Carilah Pemimpin Sampai ke Amerika

21 Desember 1998 | 00.00 WIB

Image of Tempo
Perbesar

Baca berita dengan sedikit iklan, klik di sini

KONON, Lembah Tidar adalah kawah candradimuka calon pemimpin bangsa. Jebolannya dijamin kelas wahid: punya disiplin baja dan otak cemerlang. Benarkah? Pendapat itu bisa jadi betul pada dasawarsa 1960 sampai akhir 1970-an. Saat itu, lulusan SMA begitu kepincut menjadi kadet Akademi Angkatan Bersenjata Republik Indonesia (Akabri). Soalnya, sektor swasta belum berkembang. Sedangkan fasilitas Akabri amat memadai bagi lulusannya untuk meniti karir bukan hanya di lingkungan militer, tapi juga di jalur birokrasi dan perusahaan negara. Persaingan masuk pun begitu ketat. Biasanya, yang berhasil lolos masuk kawah itu adalah mereka yang punya peringkat teratas di sekolah masing-masing.

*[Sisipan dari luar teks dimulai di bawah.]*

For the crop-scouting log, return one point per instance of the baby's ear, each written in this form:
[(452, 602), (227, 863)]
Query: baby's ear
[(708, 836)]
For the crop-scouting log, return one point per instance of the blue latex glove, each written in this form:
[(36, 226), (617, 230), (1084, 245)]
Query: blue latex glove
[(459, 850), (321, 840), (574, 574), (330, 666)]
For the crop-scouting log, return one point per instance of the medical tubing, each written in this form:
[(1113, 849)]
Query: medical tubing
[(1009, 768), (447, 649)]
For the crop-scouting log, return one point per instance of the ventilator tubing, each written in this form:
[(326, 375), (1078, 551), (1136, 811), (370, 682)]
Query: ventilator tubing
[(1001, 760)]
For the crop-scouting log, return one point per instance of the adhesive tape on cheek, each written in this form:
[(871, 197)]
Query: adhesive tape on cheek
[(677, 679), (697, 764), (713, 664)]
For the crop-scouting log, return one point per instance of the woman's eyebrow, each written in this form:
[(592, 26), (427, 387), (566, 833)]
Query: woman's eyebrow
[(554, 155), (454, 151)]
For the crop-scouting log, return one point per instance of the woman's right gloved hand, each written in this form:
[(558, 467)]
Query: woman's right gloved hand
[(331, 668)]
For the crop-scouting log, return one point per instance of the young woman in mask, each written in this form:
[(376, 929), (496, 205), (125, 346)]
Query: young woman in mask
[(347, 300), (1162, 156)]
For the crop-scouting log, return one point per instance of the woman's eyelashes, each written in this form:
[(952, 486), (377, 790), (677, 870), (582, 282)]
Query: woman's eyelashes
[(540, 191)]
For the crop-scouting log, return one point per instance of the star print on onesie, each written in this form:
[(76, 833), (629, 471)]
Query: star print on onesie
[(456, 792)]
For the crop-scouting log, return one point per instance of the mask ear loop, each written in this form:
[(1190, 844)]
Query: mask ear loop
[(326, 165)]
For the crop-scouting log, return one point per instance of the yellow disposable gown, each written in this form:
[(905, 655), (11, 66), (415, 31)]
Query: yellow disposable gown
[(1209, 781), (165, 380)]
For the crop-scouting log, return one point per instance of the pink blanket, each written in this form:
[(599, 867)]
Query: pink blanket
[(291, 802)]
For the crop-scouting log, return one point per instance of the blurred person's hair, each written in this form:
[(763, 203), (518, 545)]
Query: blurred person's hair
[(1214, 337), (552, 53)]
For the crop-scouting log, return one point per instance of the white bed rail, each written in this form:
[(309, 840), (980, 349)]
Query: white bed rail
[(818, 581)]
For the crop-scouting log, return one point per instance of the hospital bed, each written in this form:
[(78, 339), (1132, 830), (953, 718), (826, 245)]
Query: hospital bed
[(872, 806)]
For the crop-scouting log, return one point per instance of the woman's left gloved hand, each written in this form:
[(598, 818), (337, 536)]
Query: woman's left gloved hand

Tapi pamor itu agaknya tak bertahan lama. Hasil penelitian Wakil Direktur Eksekutif Center for Strategic and International Studies (CSIS), J. Kristiadi, menunjukkan bahwa gejala pemudaran itu mulai terlihat sejak akhir 1970-an, saat ekonomi sedang mengalami booming?ketika ada banyak pilihan lembaga pendidikan lain yang tak kalah bagus sarana dan kualitasnya. Akhirnya, banyak yang lebih memilih masuk universitas. ''Toh, dengan masuk universitas, orang bisa memperoleh masa depan yang lebih bagus," katanya.

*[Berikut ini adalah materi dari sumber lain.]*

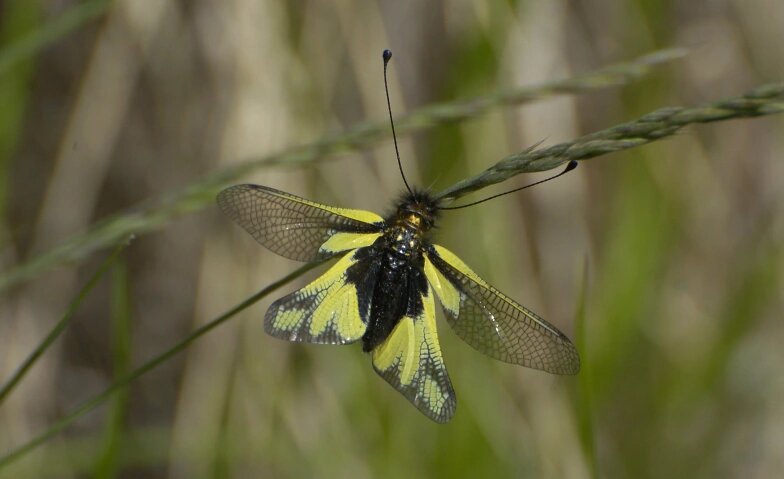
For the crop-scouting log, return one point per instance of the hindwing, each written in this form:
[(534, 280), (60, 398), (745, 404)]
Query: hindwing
[(410, 360), (297, 228), (493, 323), (333, 309)]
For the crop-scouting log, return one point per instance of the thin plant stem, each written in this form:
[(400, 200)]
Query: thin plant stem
[(60, 326), (160, 211), (121, 383), (763, 100)]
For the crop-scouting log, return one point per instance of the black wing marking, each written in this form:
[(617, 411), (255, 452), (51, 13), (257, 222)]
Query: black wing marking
[(294, 227), (410, 361), (494, 324), (333, 309)]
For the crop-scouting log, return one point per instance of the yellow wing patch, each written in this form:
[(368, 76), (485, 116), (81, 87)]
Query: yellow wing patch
[(410, 360), (326, 311), (447, 294), (359, 215), (339, 242)]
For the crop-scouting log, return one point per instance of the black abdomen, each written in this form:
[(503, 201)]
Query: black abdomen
[(398, 289)]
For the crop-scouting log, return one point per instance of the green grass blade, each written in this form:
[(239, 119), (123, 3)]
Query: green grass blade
[(28, 363), (158, 212), (107, 465), (118, 385), (51, 32), (662, 123), (583, 402)]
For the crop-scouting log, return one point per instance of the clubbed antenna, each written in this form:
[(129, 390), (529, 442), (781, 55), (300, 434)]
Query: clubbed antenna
[(387, 55), (572, 165)]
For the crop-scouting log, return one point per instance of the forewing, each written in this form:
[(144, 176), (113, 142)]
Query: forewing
[(333, 309), (297, 228), (410, 360), (493, 323)]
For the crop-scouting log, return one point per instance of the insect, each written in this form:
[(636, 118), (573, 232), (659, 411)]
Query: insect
[(383, 288)]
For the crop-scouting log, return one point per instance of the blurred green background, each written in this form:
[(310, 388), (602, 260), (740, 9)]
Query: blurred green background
[(664, 262)]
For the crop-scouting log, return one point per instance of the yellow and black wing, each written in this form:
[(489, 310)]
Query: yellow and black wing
[(333, 309), (410, 360), (493, 323), (297, 228)]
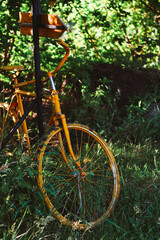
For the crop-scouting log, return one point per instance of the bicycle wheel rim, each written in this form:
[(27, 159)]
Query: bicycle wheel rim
[(86, 192)]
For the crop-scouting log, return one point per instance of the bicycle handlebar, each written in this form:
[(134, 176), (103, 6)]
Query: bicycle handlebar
[(66, 47)]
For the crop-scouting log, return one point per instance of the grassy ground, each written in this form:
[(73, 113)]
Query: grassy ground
[(136, 216)]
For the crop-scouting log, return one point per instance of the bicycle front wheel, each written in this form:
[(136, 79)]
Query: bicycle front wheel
[(80, 201)]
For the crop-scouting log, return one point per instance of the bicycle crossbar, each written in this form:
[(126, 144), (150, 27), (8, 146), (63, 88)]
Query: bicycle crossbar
[(43, 26), (4, 143)]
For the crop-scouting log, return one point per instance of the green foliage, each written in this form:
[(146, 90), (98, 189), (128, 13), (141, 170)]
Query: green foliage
[(136, 216)]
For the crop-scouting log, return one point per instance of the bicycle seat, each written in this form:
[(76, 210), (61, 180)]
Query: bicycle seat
[(12, 68)]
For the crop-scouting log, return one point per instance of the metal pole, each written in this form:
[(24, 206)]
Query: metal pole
[(36, 21)]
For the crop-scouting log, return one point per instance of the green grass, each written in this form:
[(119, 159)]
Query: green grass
[(136, 216)]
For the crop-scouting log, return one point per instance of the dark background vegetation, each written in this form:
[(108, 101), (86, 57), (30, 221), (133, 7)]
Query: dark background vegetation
[(111, 82)]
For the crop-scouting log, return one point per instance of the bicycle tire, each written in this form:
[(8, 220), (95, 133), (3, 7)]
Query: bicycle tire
[(6, 127), (81, 202)]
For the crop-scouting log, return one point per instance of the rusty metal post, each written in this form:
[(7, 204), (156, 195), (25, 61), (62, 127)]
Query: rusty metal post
[(36, 21)]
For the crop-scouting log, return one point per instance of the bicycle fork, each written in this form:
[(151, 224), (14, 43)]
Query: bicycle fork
[(59, 115)]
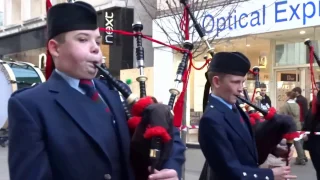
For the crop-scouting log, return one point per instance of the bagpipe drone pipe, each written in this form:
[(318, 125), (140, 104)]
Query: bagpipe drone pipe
[(150, 123)]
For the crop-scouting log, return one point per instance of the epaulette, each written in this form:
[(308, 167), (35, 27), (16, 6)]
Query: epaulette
[(209, 107), (23, 89)]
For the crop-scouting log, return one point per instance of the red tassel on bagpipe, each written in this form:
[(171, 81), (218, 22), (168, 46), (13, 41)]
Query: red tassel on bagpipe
[(254, 118), (271, 112)]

Akibatnya, calon taruna tak lagi didominasi ''bintang kelas"?merosot menjadi kelompok siswa dengan kategori kepintaran menengah ke bawah. Itu terlihat dari nilai ebtanas murni (NEM) mereka di tahun akademik 1993/94 dan 1994/95 (lihat info grafik). Tabel itu menunjukkan bahwa yang tergolong kualitas unggul dengan NEM di atas 50 hanya 200-300 orang dari jumlah keseluruhan sekitar 2.500 orang. Artinya, cuma 12 persen.

Keadaan ini mengkhawatirkan para pemimpin ABRI. Dari bibit bukan unggulan ini tak bisa diharapkan bakal lahir pemimpin bangsa yang punya kemampuan global. Apalagi, ujar Kristiadi, kondisi ini diperburuk dengan banyaknya praktek kenaikan pangkat bukan berdasarkan ukuran kemampuan, melainkan karena kedekatan dengan sumber kekuasaan, khususnya Soeharto. Karena itu, menurut dia, dalam satu dasawarsa terakhir, kualitas anggota ABRI, terutama di level pemimpin, sedang merosot drastis. ''Wiranto hanya menerima ABRI yang telah rusak," kata Kristiadi, yang punya hubungan dekat dengan kalangan militer.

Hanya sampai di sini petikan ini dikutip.